Thursday, March 21, 2013

Humanities and the "Internet of Everything"

I begin with a video: a recent (released in December, 2012) advertisement by Cisco for their campaign titled "Tomorrow starts here" (60 seconds long).*



Here is my transcription of the video:
What if the next big thing isn't a thing at all? It's lots of things waking up, becoming part of the global phenomenon we call the "Internet of Everything." Trees will talk to networks, will talk to scientists about climate change. Cars will talk to road sensors, will talk to stoplights about traffic efficiency. The ambulance will talk to patient records, will talk to doctors about saving lives. It's going to be amazing, and exciting, and maybe, most remarkably, not that far away. The next big thing? We're going to wake the world up and watch with eyes wide as it gets to work. Cisco. Tomorrow starts here.
In addition to the video, Cisco has also established a website that emphasizes various aspects of their campaign. In one particular part of this website is a video in which Dave Evans, Cisco Chief Futurist, talks about how these major shifts are essentially beneficial at their roots. The video ends with Evans discussing how historians will look back and ask "How did Internet of Everything benefit humanity?"--and his response, as conclusion, is that "Nothing else matters."

On one level, it is intriguing that this type of hype for change as a benefit to humanity comes from a multinational corporation in the S&P 500 Index (though it is good advertising for this). On another level, the rhetoric here is much the same rhetoric that comes with looking to the Internet as a democratizing force, a globalized connector, a type of messiah for the secular world.

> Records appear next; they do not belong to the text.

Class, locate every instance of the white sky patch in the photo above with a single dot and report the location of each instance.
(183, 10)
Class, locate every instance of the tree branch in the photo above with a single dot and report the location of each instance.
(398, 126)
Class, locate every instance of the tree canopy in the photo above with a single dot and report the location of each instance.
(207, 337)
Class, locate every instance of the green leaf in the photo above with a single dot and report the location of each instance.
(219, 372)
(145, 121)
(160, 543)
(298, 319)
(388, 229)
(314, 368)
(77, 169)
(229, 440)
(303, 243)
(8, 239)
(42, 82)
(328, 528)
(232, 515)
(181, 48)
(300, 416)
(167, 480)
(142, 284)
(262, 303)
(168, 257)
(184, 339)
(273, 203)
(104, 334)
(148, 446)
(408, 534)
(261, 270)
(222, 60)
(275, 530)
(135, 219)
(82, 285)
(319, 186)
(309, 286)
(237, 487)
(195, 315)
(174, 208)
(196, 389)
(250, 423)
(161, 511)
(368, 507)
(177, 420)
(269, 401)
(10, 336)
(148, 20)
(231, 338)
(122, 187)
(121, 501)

What is interesting about this rhetoric are the components that are pulled together in just one short minute. The most important factors for the development of this "Internet of Everything" are emphasized in the moments when the advertisement is at its most specific, in the center--in contrast to the abstraction that frames the comercial. We are prompted to see the issues of environmentalism, transportation efficiency (another network of human life), and human sustainability. These are the key stakes. This is the future according to Cisco.

Of course, I do wonder where the humanities are in all of this. Science is clearly king in this video; and it is also the focus in the various aspects of Cisco's website. I have few arguments to make here, but I do want to question the sort of secular messianic view of science inherent in all of this.

The ad does clearly play with a sense of aesthetic beauty, a sense of wonder, a sense of humanity beyond just scientific achievements. The images are telling for this: the video begins with a scene looking up at the stars, evocative of the ever-expanding universe, a network so often connotative of infinite possibilities. In a series of images that last for no more than a second each, we (as we are told of "lots of things waking up") are shown flashes of a sea-shell, blood cells, flowers, a highway network, various sites of human residence with lights turning on one at a time ("waking up"). The networks here are fascinating. Interspersed throughout the ad are humans at work, at school, standing in cities, several faces at the end to show the humanity inherent in this vision.

Glimpses of the arts are also found throughout the video more explicitly. At 0:13, we are shown part of a page of a printed book titled Schubert, by Walter Gualtério Armando (GoogleBooks snippet view here--found by a Google search). Another connection, albeit more of a stretch, is the language of binary shown at 0:18--a code that some digital humanists have pointed toward as a language in its own right deserving more study through linguistics. At 0:39, we have a glimpse of a rock band playing in what appears to be a garage. At various points in the ad, photographs are also incorporated, a natural connection to Walter Benjamin's reflections on "The Work of Art in the Age of Mechanical Reproduction," and what the digital media age offers as extensions of his ideas.

Are sciences the only areas pushing us forward in the digital age? Clearly not. I think there is ample room for reminding ourselves of this. On Cisco's website, they talk about education, and we are told "With the world's knowledge one Internet connection away, students will be active designers of their learning experiences.... The deep, rapid and constant change in technology will transform the way we teach and learn." We all take part in this, but the infographic offered emphasizes medical education, not mentioning the ways in which liberal arts and humanities develop significant ways into understanding human rights for these globalized networks. Or what historical endeavors (not just history as a discipline, but all historicizing endeavors) offer for understanding and avoiding past problems in moments of globalizing change. But beyond cautionary tales and warning signs, humanities also provide us with other avenues, such as appreciation of those glimpses into books, languages, music, and photographs--all still important in the digital age. In this, we hold onto the ways that the Internet of Everything embraces those aspects, too.


* In no way do I endorse Cisco, but use this video only for a starting point for my discussion.